LONDRES – Médecins Sans Frontières (MSF) dit que le bombardement de son hôpital à Kunduz par un avion de guerre américain est un crime de guerre. Les quatre enquêtes distinctes qui sont actuellement menées pour faire la lumière sur l’événement, qui a fait 22 victimes, devraient permettre de déterminer si l’organisation d’assistance médicale a raison. Si l’on se fie aux précédents, toutefois, il est peu probable que des poursuites criminelles soient engagées quelles que soient les conclusions des enquêtes.
MSF a appelé à l’activation de la Commission internationale humanitaire d’établissement des faits (CIHEF), une institution qui a pour mandat d’enquêter plutôt que de juger.
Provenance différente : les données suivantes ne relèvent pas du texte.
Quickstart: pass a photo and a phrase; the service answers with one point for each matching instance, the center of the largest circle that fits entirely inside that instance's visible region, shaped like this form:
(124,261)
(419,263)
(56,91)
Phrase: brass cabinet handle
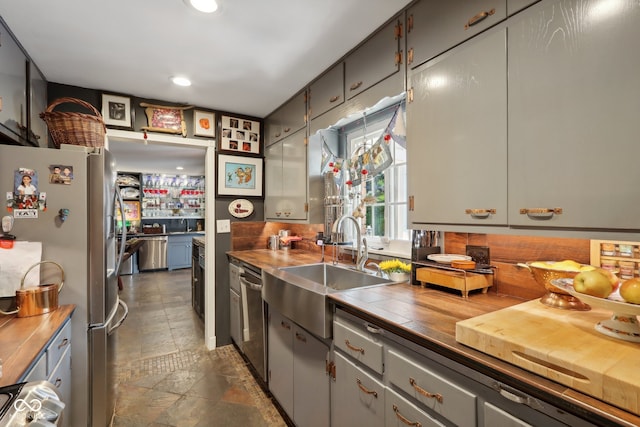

La CIHEF a été créée en 1991 par le premier protocole additionnel aux conventions de Genève et n’a pas encore mené d’enquête.
Nous examinerons ci-dessous les contextes historiques et judiciaires des attaques commises contre des établissements médicaux.
Ce genre d’attaque est-il courant en temps de guerre ?
Malheureusement, les attaques contre les hôpitaux ne sont pas rares dans l’histoire récente. Voici quelques-uns des cas les plus connus :
Sarajevo : L’hôpital de Kosevo était le principal établissement médical de Sarajevo lorsque la ville a été assiégée en 1992. Dans les trois années qui ont suivi, il a été touché plus de 100 fois par des tirs d’artillerie, dont certains provenaient de très près.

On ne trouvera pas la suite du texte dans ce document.